Sorry, window seat flyers – you may be getting screwed out of seat space that middle and aisle seats get.
We’ve all got our preferred seats on planes. For some that means the window, where passengers have an expansive view outside and a nicely placed wall to lean against when they’re tired. But for some window seat devotees, they’re actually getting robbed of seat space other flyers get because of the way the aircraft is designed.
The problem stems from Boeing’s 787 Dreamliner, which on long-haul flights can be anything but a dream. Window seaters every three or four rows have to fight against the bulge of the plane structure between windows in order to get comfortable.

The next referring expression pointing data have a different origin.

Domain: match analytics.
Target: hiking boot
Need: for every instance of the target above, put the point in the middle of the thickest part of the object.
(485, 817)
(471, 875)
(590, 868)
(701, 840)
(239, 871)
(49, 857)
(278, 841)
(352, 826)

The wall in those seats pushes in right up against the passenger’s shoulder, making it impossible to have a comfortable flight – because you’re either feeling jammed against a wall or holding your arms in an awkward position to keep the pressure off one side and stay out of your neighbor’s space on the other side.
The Dreamliner had been marketed as having superior comfort levels, but when it comes down to numbers, the Dreamliner has the least room for seating in economy than other long-haul and ultra-long-haul jets at only 17.5 inches width per seat.
“The nine-abreast 787 economy seating on an aircraft frequently used for long-haul and ultra-long-haul flights gives passengers less space than any other jet — even the previous lead standard of a 10-abreast 777,” Runway Girl deputy editor John Walton said. “Nine-abreast on a Dreamliner means a seat width of 17” or below, narrower even than a short-haul 737, an aircraft for which the six-abreast cabin diameter dates back to the 1950s’ Boeing 707.”